"Same-sex marriage" in medieval canon law
Recently I came across a passage in a medieval canonical treatise, the Summa Aurea by Hostiensis (d. 1270), wherein the great lawyer paused, as it happens, to point out (at the risk of preaching to an audience who took such a truth for granted) that marriage can only exist between a man and woman, and one of each at that. How ironic that words penned by a canonist 750 years ago are more helpful to us today than they were to their original audience! Of course, Hostiensis went on to discuss other canonical aspects of marriage, but his brief observations that marriage is possible only between one man and one woman are, I think, useful to us who, many centuries later, are defending marriage against an appalling redefinition.
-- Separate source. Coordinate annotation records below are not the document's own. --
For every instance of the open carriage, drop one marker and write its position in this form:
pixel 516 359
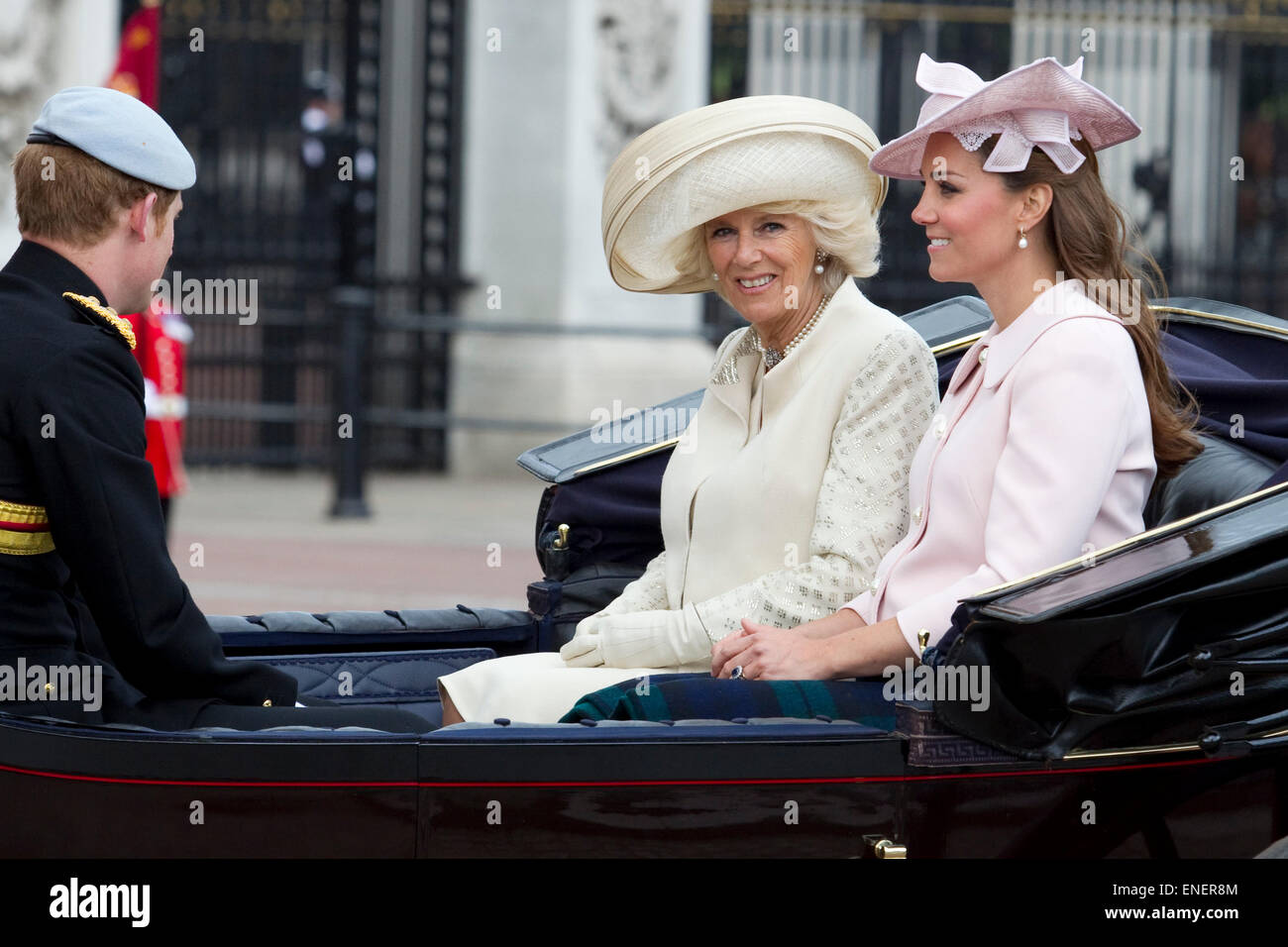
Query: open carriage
pixel 1138 696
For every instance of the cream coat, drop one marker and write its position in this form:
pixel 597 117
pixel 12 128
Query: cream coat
pixel 777 505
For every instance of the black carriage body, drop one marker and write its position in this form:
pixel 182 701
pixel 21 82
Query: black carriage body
pixel 619 789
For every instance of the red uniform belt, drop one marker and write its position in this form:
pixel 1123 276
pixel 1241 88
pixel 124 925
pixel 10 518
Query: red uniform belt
pixel 24 530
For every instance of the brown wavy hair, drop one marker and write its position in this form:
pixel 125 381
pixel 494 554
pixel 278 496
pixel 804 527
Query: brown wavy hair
pixel 1094 243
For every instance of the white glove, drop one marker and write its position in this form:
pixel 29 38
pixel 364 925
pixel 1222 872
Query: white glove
pixel 583 651
pixel 658 638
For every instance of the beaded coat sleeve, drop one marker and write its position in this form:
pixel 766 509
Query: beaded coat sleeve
pixel 862 501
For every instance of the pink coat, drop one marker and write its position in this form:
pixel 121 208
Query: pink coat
pixel 1041 453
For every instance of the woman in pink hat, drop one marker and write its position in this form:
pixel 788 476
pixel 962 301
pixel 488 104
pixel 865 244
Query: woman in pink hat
pixel 1056 421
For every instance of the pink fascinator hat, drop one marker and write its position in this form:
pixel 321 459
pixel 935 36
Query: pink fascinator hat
pixel 1042 105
Preserving the clipped prose typical of medieval canonistics and omitting citations, I here offer my rough rendering of Hostiensis' thirteenth century text on marriage.
"What marriage is. The conjoining of a man and a woman holding to an individual manner of life; a mutual sharing with divine and human aspects. Marriage is between a man and a woman; two of the same sex cannot be married. For, in the beginning they were not created two men nor two women, but first a man and then a woman. A wedding therefore that is not a commingling of the sexes would not have within itself a sacrament of Christ and the Church. Marriage is also spoken of as being between a man and a woman in the singular, and not of men and women in the plural, for no one man can wed several women, nor can one woman wed several men."
Henricus de Segusio (Cdl. Hostiensis, c. 1200-1270), Summa Aurae [1253] una cum summariis et adnotationibus Nicolai Superantii (Neudruck der Ausgabe Lyon, 1537 / Scientia Aalen, 1962) 194 bis (b).